RDBMS software is difficult

I spent the day today reviewing Dmitry’s patch for Bug#46947. When looking at the quick fix, we discovered that MySQL <-> storage engine locking protocol is very weakly defined when it comes to more advanced features, such as subqueries, stored functions, views.

It’s badly defined, it’s not documented, it’s not tested. As a result, some bits of server behaviour flipped back and forth between 4.1, 5.1 and 5.5.

The problem is that when a statement accesses the table via a subquery, view or a function, the lock that the server needs to take on that table is not a function of the SQL in the subquery/view itself, but depends on the context where this view or function is used.

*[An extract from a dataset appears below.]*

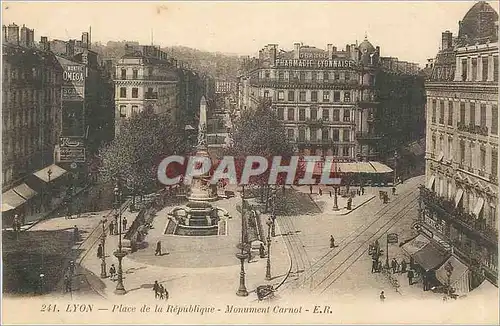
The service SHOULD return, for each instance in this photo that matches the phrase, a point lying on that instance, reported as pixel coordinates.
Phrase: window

If we use the view in an UPDATE statement, and don’t take sufficiently strong locks on its tables or rows, replication may break, or, in some engines, repeatable read consistency get violated.

This problem does not depend on how effectively we optimize subqueries. It does not matter how fast the storage engine underneath is. It’s a bug in the infrastructure that MySQL server provides to its engines, and one that is not easy to get right.

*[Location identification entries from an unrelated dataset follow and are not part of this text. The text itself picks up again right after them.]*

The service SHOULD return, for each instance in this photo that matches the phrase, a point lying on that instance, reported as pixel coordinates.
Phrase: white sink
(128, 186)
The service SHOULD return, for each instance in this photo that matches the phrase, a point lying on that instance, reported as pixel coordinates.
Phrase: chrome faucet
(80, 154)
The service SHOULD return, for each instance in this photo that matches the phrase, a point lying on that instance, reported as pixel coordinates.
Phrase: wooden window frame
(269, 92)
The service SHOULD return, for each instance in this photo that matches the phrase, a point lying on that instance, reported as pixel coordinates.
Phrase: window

This reminded me of my conversation with David, one of MySQL founders, on Drizzle, at the recent O’Reilly MySQL Conference.

Obviously, there is no such bug in Drizzle, which has no subqueries, functions or views. And when they add any of those, the bug is very likely to resurface.

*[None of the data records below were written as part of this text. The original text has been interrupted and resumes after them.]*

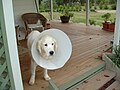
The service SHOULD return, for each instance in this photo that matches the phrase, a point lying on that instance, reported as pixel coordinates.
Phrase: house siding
(22, 6)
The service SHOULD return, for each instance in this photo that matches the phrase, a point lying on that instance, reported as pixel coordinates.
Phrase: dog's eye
(45, 44)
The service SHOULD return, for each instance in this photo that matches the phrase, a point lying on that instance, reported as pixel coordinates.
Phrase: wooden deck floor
(88, 43)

That’s why back then I said that it’s impossible to rethink everything. At least, it takes ages to do. I mentioned that no one was able to “rethink” InnoDB, or throw away and replace the obscure code of MySQL optimiser. I mentioned that there is a lot more to it, than just killing badly designed and non-standard MySQL behaviour, or rewriting all the bits to use STL and boost. I said that when it comes to good stuff, there is no reason why MySQL can’t or won’t do it. The main reason it is harder to do changes with MySQL is a larger legacy, including political and managerial, but you get into exact same situation in any project after your first release. I said that all things considered, the current MySQL trunk is perhaps as good starting point for rethinking as the current Drizzle.

Recent years there’s been a serious fragmentation of technical thought in MySQL ecosystem. Drizzle, MariaDB, Percona are excellent for community, but are not at all good for our ability to make MySQL a universal database platform. I mean, ability to make MySQL a database platform comparable to what Linux/Unix is nowadays to operating systems. Truth be said, I am not at all sure that my current employer, Oracle, is a good host to seek this holy grail either. Perhaps we’ll never get there, not with this project.

I would not want to actually diminish importance of Drizzle (initially, I was fond of it and rather wanted to join; the reason I didn’t, I’ve just spelled out). I’d love to be proven wrong, but I don’t see it becoming such a universal piece of software that I personally would like to be contributing to. And I’ve never blogged about it before since, I thought, the more forks, the better.

The reason for this blog post is the recent interview on Drizzle with our beloved community leader. Watching the interview, I thought that some properties of Drizzle or all forks, for that matter, are not clearly understood.